Le chef de l’État a reconnu les tentatives du Venezuela d’instiller la peur et l’incertitude en Guyane et parmi les investisseurs potentiels, dans le but de créer un scénario dans lequel les investissements seraient minimes et le développement du Guyana serait ralenti.

« Nous n’avons pas vu cela. Nous encourageons tous nos investisseurs et notre population à ne pas avoir peur car nous faisons tout conformément à l’État de droit pour garantir que cette région reste la paix régionale », a réaffirmé le président Ali.

Le président a souligné la position ferme de la communauté internationale contre les actions du Venezuela.

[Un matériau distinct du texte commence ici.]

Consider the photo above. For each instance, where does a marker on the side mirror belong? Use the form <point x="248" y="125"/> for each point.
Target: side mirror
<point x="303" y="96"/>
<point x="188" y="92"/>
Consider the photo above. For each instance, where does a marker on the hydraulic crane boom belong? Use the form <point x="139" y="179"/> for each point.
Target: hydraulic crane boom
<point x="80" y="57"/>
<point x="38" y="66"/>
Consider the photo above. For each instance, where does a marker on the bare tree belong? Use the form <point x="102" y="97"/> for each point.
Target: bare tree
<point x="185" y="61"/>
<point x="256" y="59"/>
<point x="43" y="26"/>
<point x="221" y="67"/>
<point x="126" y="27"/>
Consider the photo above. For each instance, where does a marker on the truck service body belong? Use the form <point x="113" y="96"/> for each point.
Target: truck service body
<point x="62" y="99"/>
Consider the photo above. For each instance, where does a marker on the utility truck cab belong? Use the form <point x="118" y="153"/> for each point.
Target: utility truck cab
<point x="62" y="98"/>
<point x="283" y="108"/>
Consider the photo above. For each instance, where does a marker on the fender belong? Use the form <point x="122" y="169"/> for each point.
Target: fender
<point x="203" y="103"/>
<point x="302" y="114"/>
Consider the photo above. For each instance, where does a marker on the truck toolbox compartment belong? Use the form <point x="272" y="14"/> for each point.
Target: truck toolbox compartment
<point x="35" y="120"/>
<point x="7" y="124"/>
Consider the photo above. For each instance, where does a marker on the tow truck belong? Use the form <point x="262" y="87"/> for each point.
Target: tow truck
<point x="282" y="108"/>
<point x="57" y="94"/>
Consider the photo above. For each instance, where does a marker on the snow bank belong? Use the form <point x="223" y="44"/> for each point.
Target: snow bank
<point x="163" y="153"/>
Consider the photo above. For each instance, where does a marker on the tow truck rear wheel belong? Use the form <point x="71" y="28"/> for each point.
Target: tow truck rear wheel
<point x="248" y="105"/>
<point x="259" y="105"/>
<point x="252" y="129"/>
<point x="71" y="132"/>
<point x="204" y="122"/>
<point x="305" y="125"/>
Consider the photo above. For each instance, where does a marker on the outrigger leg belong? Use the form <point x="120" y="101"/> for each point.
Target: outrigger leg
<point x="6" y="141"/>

Des organisations telles que l’OEA, le Commonwealth, la CARICOM et de nombreux pays à travers le monde ont publié des déclarations fermes exhortant le Venezuela à agir pacifiquement et à s’abstenir de tout comportement imprudent.

Bien que l’objectif principal soit de faire prévaloir la paix et d’encourager le Venezuela à respecter l’État de droit, le président a déclaré que le Guyana collaborait avec ses partenaires, notamment le Département d’État des États-Unis et le Département de la Défense, pour renforcer sa position et sa préparation.

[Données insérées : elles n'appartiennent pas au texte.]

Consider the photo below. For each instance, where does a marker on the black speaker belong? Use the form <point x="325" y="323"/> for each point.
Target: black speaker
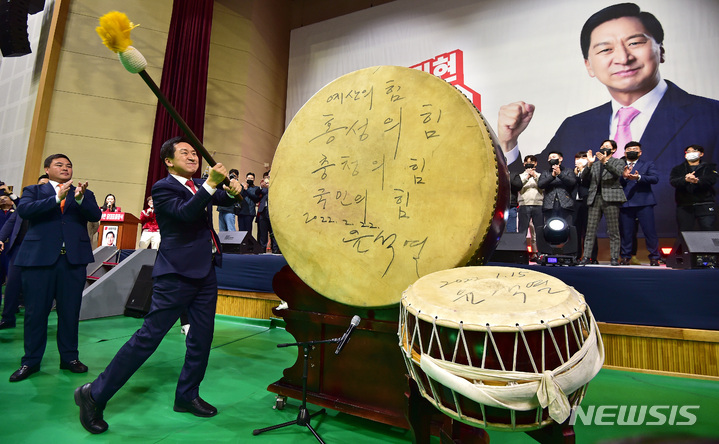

« Nous espérons donc que le bon sens prévaudra. Et le Venezuela n’agira pas de manière à perturber la paix dans la zone. Mais, dans l’hémisphère occidental lui-même, les pays de cet hémisphère ont la responsabilité de veiller à ce que la paix prévale », a-t-il déclaré.

La controverse Guyana-Venezuela est actuellement devant la Cour internationale de Justice (CIJ).

Le Président Ali a souligné que la Guyane s’engage à respecter le jugement de la CIJ et a appelé le territoire hispanophone à faire de même et à participer au processus.

Lorsqu’on lui a demandé s’il y avait une marge de dialogue, le président Ali a répondu : « Nous avons dépassé ce stade… nous devons tous deux reconnaître que cette controverse est devant la CIJ et qu’elle doit être réglée devant la CIJ, par conséquent, il n’y a aucune négociation qui puisse prendre du temps. place par rapport à la controverse elle-même.

Cependant, le président Ali a souligné l’importance de la coexistence et a exprimé sa volonté d’engager un dialogue sur d’autres questions importantes.